Inspector_Clouseau wrote:Which would be a greater departure from the present level of understanding: discovery of some more baryonic matter that we just haven't observed in the past, which would force adjustment of our rankings of the relative abundances of the elements, or, discovery of the same amount of mass but in some previously unknown, non-baryonic form? I realize that either discovery would probably drive some re-thinking, I'm just wondering which would be the more major shift, in terms of overall disruption of previous understanding.

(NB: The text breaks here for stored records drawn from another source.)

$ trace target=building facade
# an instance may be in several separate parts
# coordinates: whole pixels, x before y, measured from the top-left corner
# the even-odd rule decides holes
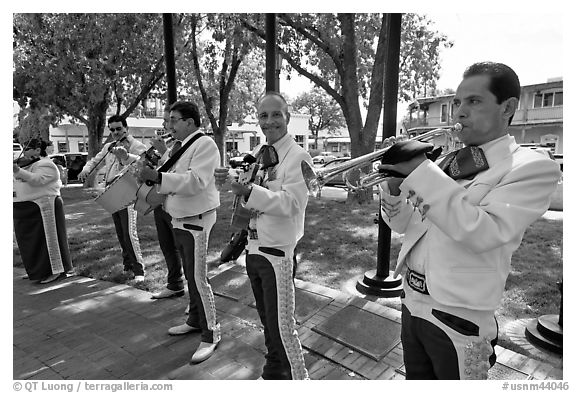
[[[518,109],[509,132],[519,144],[549,148],[563,154],[563,81],[522,86]],[[404,126],[411,137],[449,127],[456,113],[454,94],[417,98],[408,106]]]
[[[150,140],[156,135],[164,133],[162,127],[162,106],[156,109],[136,114],[126,119],[130,134],[136,139],[150,146]],[[110,116],[111,113],[108,114]],[[211,134],[210,131],[206,131]],[[292,113],[288,124],[288,133],[304,149],[308,149],[308,115]],[[104,128],[103,141],[110,134],[108,127]],[[55,153],[78,153],[88,152],[88,129],[84,124],[72,124],[64,121],[58,127],[50,128],[50,140],[54,144]],[[250,152],[260,143],[264,143],[266,137],[256,121],[248,121],[239,125],[233,123],[228,126],[226,139],[226,155],[228,158]]]

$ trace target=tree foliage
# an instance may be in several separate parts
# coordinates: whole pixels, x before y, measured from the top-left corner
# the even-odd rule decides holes
[[[182,19],[183,37],[190,41],[178,63],[182,90],[203,103],[223,162],[227,124],[242,122],[262,94],[263,59],[251,55],[254,37],[242,29],[236,14],[187,14]]]
[[[14,99],[86,124],[90,155],[109,106],[127,117],[164,74],[160,15],[14,14],[13,30]]]
[[[429,32],[425,17],[405,14],[402,18],[404,51],[400,57],[408,57],[409,61],[400,63],[400,74],[406,77],[400,78],[399,95],[407,99],[412,90],[418,90],[411,90],[411,84],[422,83],[426,80],[423,75],[437,76],[434,70],[439,67],[438,51],[449,43],[444,35]],[[352,157],[371,152],[383,107],[388,16],[277,14],[277,20],[278,52],[287,61],[287,70],[307,77],[340,105],[350,134]],[[265,39],[262,20],[246,19],[243,25]],[[415,42],[432,38],[431,44]],[[408,51],[413,47],[416,49]],[[414,75],[422,77],[414,79]],[[366,109],[365,116],[361,105]]]
[[[333,134],[346,125],[340,106],[319,88],[300,94],[292,101],[292,107],[310,116],[308,128],[314,136],[315,149],[318,148],[319,131],[327,130],[329,134]]]

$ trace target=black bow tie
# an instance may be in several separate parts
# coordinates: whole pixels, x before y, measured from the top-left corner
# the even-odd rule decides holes
[[[175,141],[174,145],[172,145],[172,149],[170,149],[170,153],[168,153],[169,157],[172,157],[180,148],[182,147],[182,141]]]
[[[448,154],[438,166],[454,180],[472,179],[488,169],[488,161],[481,148],[466,146]]]
[[[261,169],[268,169],[278,164],[278,153],[272,145],[264,145],[256,154],[256,160],[261,164]]]

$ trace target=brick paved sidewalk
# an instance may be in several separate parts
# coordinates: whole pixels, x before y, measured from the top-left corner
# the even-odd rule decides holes
[[[210,273],[222,341],[198,365],[189,359],[197,334],[169,336],[185,320],[187,296],[150,299],[124,284],[75,276],[48,285],[23,280],[14,268],[13,378],[17,380],[257,379],[264,337],[244,268]],[[346,307],[399,322],[399,312],[351,295],[296,280],[299,334],[311,379],[404,379],[401,343],[375,358],[318,328]],[[562,379],[561,367],[501,347],[490,379]],[[369,351],[368,351],[369,352]]]

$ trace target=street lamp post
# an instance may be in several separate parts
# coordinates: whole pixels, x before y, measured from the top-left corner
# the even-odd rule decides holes
[[[398,69],[400,60],[400,31],[402,14],[388,14],[388,37],[384,77],[384,119],[382,138],[396,135],[396,107],[398,101]],[[382,219],[378,207],[378,254],[376,270],[367,271],[356,283],[358,292],[378,297],[397,297],[402,292],[402,277],[390,275],[390,243],[392,231]]]

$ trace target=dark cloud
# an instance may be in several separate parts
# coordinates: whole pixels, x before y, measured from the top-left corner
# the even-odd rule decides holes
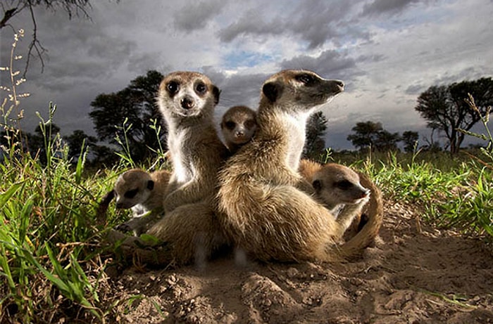
[[[327,50],[316,58],[299,56],[281,63],[282,69],[306,69],[314,71],[323,77],[333,79],[348,79],[356,73],[354,59],[344,52]]]
[[[375,15],[382,13],[396,13],[401,11],[411,4],[421,0],[375,0],[363,7],[362,15]]]
[[[203,72],[207,74],[221,90],[219,110],[237,105],[244,105],[256,109],[260,99],[260,89],[270,74],[233,74],[226,76],[206,67]]]
[[[315,48],[327,41],[344,43],[350,37],[368,39],[367,32],[355,30],[350,22],[351,1],[323,0],[303,1],[291,11],[278,11],[277,15],[263,17],[261,8],[250,9],[235,22],[221,30],[220,39],[230,42],[244,35],[255,37],[294,35]]]
[[[175,27],[187,32],[204,28],[220,13],[225,4],[224,0],[218,0],[186,4],[175,15]]]
[[[223,28],[218,33],[219,39],[226,43],[245,34],[276,35],[285,32],[284,22],[280,18],[265,21],[258,10],[249,10],[235,22]]]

We can't adjust our rankings of the abundances of the elements. We measure those, and they rule out the hypothesis that dark matter is baryonic. It's not close; it's off by many sigma. You'd pretty much have to overthrow quantum mechanics to make it fit. Alternatively, you could overthrow General Relativity, and say that gravity simply behaves as if there's more mass than there really is. Ah, but then you wouldn't be able to explain this new measurement, which gets back to my first point.

It's not much of a stretch to imagine a particle we are as yet unable to detect. We've been there before: neutrinos come immediately to mind. (Turns out they have mass, too, but not all of their properties are consistent with what we know about dark matter.) It's not out of the question that dark matter could either be explained by an undiscovered Standard Model particle (e.g. the axion from quantum chromodynamics) or by a simple extension to the Standard Model (e.g. the lightest supersymmetric particle, which should be stable and very hard to detect).

Fifty years from now, the histories of particle physics will make it look like we knew what dark matter was all along, but simply had a hard time proving what everybody suspected. (Similarly, current histories of particle physics make it seem as if quantum field theory was the main current of the theory of particle physics from the 40's to the 70's, glossing over the fact that other models were overwhelmingly more popular until the "November Revolution" of 1974.)